Il cambiamento e l'innovazione, infatti, sono la sua cifra distintiva e hanno preso forma col progetto Euro Digitale, entrato nella fase di test e portato avanti con determinazione quale presidente dell'omonima task force su incarico del board della Bce. Un compito svolto con una dedizione che gli è valsa anche la stima della presidente Christine Lagarde, alla quale Panetta non ha però fatto sconti quando si è trattato di condividere le linee di politica monetaria. Del resto è nota la sua prudenza di fronte ai rialzi dei tassi a raffica, soprattutto quando pubblicamente ha invitato la presidente e i falchi a «non guidare come un pazzo a fari spenti nella notte». Nel suo invito a non perseverare nella «conservazione» il riferimento non è solo all'Italia, ma anche a un certo modo di fare cose in Europa che dovrebbe essere cambiato in vista della riforma del Patto di stabilità e di una politica monetaria non solo in funzione dei desiderata di Berlino.
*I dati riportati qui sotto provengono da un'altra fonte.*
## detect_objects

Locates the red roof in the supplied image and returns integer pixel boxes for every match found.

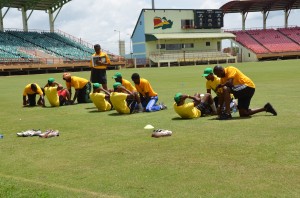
[220,0,300,13]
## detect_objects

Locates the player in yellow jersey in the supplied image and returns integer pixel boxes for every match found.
[213,65,277,119]
[90,44,111,90]
[62,73,91,104]
[131,73,167,112]
[173,93,217,119]
[112,72,136,92]
[89,83,112,111]
[44,78,71,106]
[110,82,143,114]
[23,83,45,107]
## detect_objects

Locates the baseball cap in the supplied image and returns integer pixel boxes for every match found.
[48,78,55,84]
[112,72,122,79]
[113,82,122,89]
[202,68,213,77]
[174,93,182,103]
[93,83,101,89]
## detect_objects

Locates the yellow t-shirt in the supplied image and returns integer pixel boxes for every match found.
[23,84,43,96]
[221,66,255,88]
[206,75,222,96]
[134,78,157,97]
[90,92,111,111]
[122,79,136,92]
[66,76,88,90]
[44,87,59,107]
[173,102,201,119]
[110,92,130,114]
[90,52,111,69]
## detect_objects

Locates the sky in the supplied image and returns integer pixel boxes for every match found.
[2,0,300,55]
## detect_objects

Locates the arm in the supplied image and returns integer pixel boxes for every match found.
[72,90,78,103]
[99,87,111,96]
[216,78,234,89]
[206,89,211,94]
[119,86,132,95]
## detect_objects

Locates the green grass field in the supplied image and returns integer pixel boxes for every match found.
[0,60,299,198]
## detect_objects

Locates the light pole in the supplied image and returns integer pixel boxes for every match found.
[114,29,121,56]
[127,33,133,60]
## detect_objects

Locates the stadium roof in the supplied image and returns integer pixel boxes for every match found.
[145,33,235,41]
[0,0,72,12]
[220,0,300,13]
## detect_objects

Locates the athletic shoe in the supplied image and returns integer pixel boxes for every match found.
[159,103,167,110]
[17,129,41,137]
[218,113,232,120]
[152,129,172,138]
[39,130,59,138]
[264,103,277,116]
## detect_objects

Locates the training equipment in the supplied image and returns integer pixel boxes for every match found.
[152,129,172,138]
[17,129,42,137]
[144,124,154,129]
[39,130,59,138]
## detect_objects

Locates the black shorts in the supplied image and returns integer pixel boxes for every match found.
[232,86,255,110]
[27,94,37,106]
[90,68,107,84]
[127,99,137,114]
[77,82,92,103]
[196,102,212,116]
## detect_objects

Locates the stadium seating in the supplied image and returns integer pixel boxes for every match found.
[246,29,300,53]
[277,27,300,45]
[228,30,270,54]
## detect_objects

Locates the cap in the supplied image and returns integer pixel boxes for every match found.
[113,82,122,89]
[202,68,213,77]
[93,83,101,89]
[112,72,122,79]
[174,93,182,103]
[48,78,55,84]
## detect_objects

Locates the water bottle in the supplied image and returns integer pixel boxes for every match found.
[0,134,3,139]
[231,100,237,115]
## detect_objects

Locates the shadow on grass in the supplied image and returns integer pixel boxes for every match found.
[171,117,199,120]
[208,116,252,121]
[85,107,97,110]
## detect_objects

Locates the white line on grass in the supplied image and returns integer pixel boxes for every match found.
[0,173,122,198]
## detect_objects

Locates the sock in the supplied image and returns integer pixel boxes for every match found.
[210,103,217,113]
[138,103,143,110]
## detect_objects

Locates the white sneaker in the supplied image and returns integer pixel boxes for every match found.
[39,130,59,138]
[152,129,172,138]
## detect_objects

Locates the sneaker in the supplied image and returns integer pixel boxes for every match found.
[264,103,277,116]
[152,129,172,138]
[39,130,59,138]
[218,113,232,120]
[159,103,167,110]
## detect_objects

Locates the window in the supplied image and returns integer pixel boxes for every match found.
[182,43,194,48]
[166,44,182,50]
[206,42,210,46]
[181,19,194,29]
[156,44,166,49]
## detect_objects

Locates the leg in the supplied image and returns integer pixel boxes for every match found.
[28,94,37,106]
[145,96,160,112]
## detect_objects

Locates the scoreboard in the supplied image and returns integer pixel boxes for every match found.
[194,9,223,29]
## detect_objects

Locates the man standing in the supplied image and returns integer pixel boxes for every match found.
[110,82,142,114]
[173,93,217,119]
[213,65,277,119]
[62,73,91,104]
[131,73,167,112]
[90,44,111,90]
[23,83,45,107]
[89,83,112,112]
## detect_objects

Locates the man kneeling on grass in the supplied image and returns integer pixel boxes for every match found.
[89,83,112,112]
[173,93,217,119]
[110,82,144,114]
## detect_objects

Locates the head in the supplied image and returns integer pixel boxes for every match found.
[113,82,122,92]
[112,72,122,83]
[93,83,102,92]
[48,77,55,86]
[174,93,183,105]
[62,72,71,82]
[30,83,37,92]
[94,44,101,54]
[202,68,214,81]
[57,84,63,91]
[213,65,225,78]
[131,73,140,85]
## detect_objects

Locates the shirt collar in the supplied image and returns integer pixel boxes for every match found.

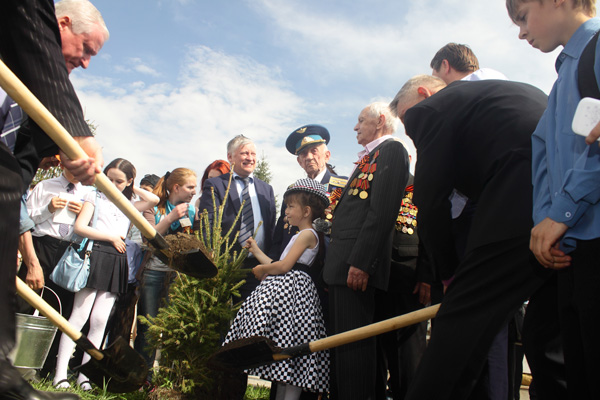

Dalla mail del nuovo capo di Bankitalia filtra anche una certa umiltà quando descrive sentimenti contrastanti nell'«occupare la posizione che è stata di uomini illustri», ma anche «l'ambizione di essere all'altezza dei miei predecessori». A partire dal predecessore Visco, al quale riserva nella parte finale dello scritto un saluto affettuoso, affermando di essere legato a lui da «una consuetudine di lavoro che è divenuta nel tempo un rapporto di fiducia e di amicizia».
Panetta sa che gli impegni che attendono la Banca d'Italia in questa fase tumultuosa «sono molti e onerosi». Soprattutto perchè «le aspettative sui risultati del nostro lavoro sono come sempre assai elevate».
Anche se, nel tornare nell'istituto in cui è entrato nel 1985 e dal quale si è separato una prima volta dopo quasi 35 anni, sa bene di poter contare «sulla dedizione», «l'attitudine a servire» e la «professionalità» del personale. Già perché «sarebbe ingenuo pensare che la nomina del governatore possa essere sufficiente, da sola, a conservare la credibilità che la Banca d'Italia ha acquisito in 130 anni di storia sia in Italia sia all'estero».